20th August 2014(Stroudley Walk Post Office)
When Bow's gloomy Post Office closed in 2014 and relocated to the back of the Nisa supermarket on Bow Road, a lot of us wondered what the old building would become. If you had 'M.A. Halal Grocery Meat & Fish Bazar' in the sweepstake, you have been proved correct. You can also have a prize for 'Stroudley Walk Grocery' because the post office's customer waiting area has been transformed into a separate unit with an almost identical offering. The chip shop nextdoor is long gone and now specialises in grilled chicken.
30th May 2005(Big Brother - the housemates)
In its early years this blog was a lot more interested in Big Brother than you were. So I'm wildly excited to discover that Channel 4 are to rescreen ten classic episodes to celebrate the show's 20th anniversary, five next week and five the week after. They'll actually be on E4 rather than C4, so don't worry you won't be forced to watch them, but I will be glued at 9pm with a big grin on my face. [trailer]
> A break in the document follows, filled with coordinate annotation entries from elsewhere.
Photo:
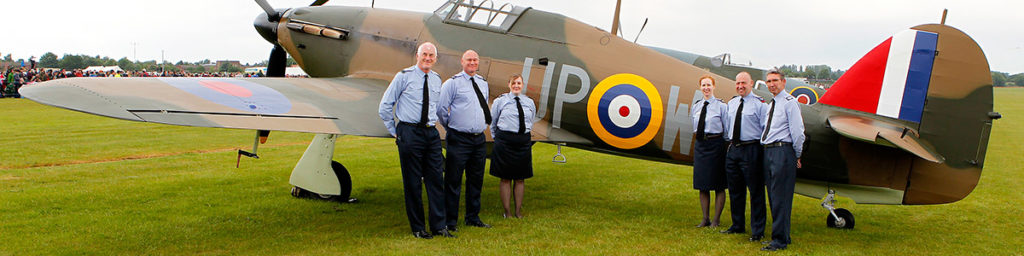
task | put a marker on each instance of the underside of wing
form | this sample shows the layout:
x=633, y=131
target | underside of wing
x=336, y=105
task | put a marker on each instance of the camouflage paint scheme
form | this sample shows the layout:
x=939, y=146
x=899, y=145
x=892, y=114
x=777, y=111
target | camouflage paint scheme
x=352, y=52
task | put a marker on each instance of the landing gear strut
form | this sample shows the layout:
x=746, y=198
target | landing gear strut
x=838, y=217
x=317, y=176
x=344, y=180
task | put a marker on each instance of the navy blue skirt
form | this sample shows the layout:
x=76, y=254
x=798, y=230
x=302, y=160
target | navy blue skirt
x=709, y=165
x=512, y=157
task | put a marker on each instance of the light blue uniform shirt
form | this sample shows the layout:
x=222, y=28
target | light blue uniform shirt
x=506, y=116
x=716, y=118
x=752, y=125
x=460, y=109
x=787, y=125
x=403, y=98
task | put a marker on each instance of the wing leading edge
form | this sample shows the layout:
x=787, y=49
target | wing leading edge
x=335, y=105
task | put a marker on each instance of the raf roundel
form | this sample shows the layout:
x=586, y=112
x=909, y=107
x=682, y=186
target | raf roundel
x=239, y=94
x=805, y=94
x=625, y=111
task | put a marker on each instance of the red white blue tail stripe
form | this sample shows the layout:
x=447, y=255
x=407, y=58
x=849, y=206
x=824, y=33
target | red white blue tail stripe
x=892, y=80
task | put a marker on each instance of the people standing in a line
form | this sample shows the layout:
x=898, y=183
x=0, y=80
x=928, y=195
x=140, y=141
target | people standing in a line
x=742, y=159
x=412, y=98
x=512, y=156
x=709, y=154
x=464, y=113
x=783, y=142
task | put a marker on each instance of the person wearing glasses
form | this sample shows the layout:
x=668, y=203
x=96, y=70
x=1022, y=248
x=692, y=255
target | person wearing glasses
x=465, y=116
x=742, y=160
x=512, y=156
x=709, y=116
x=412, y=98
x=783, y=142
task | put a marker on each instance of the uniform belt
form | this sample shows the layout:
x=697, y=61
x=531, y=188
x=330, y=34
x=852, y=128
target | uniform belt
x=708, y=136
x=512, y=132
x=465, y=133
x=779, y=143
x=416, y=125
x=745, y=142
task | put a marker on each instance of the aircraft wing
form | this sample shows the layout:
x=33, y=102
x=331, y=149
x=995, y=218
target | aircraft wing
x=335, y=105
x=884, y=133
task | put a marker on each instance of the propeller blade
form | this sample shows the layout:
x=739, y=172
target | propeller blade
x=279, y=58
x=614, y=19
x=266, y=7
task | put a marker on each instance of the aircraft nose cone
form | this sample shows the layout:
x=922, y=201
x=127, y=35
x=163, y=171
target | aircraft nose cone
x=266, y=29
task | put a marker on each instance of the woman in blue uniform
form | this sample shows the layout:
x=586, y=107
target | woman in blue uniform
x=709, y=116
x=512, y=159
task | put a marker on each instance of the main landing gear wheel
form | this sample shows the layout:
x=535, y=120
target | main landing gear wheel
x=343, y=179
x=845, y=219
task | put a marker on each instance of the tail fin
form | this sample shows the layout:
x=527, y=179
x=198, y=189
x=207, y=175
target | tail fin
x=934, y=81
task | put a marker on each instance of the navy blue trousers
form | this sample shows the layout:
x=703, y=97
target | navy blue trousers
x=465, y=153
x=420, y=154
x=780, y=171
x=743, y=168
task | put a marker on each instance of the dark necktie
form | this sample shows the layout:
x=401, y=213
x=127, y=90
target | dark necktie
x=771, y=114
x=426, y=101
x=700, y=124
x=737, y=126
x=482, y=100
x=522, y=122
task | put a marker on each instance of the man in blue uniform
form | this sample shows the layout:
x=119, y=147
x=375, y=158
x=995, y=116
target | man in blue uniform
x=412, y=97
x=464, y=114
x=742, y=162
x=783, y=141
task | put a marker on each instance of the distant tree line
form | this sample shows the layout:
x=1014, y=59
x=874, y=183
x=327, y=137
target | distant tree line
x=1000, y=79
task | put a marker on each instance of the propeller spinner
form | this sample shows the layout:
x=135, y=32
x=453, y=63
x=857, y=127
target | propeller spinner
x=266, y=26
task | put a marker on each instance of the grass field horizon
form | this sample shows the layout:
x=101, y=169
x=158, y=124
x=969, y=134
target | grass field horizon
x=77, y=183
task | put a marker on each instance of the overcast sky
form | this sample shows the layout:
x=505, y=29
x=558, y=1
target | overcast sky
x=769, y=33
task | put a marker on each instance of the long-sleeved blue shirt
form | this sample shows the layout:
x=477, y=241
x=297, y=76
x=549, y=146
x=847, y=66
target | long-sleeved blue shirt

9th June 2020(Robert Milligan)
I'm disappointed in you. Yesterday I copied the inscription on Robert Milligan's statue - A Merchant of London To Whose Genius, Perseverance and Guardian Care The Surrounding Great Work Principally Owes It's Design, Accomplishment And Regulation - and not one of you queried the rogue apostrophe. Usually we're ten-a-penny with grammar pedants, but yesterday either nobody noticed or they were too busy expressing entrenched opinions with wildly misplaced certainty. Don't worry, the plaque's since been boarded over and the apostrophe is no longer visible, so that's one bit of history everyone'll be glad to see erased.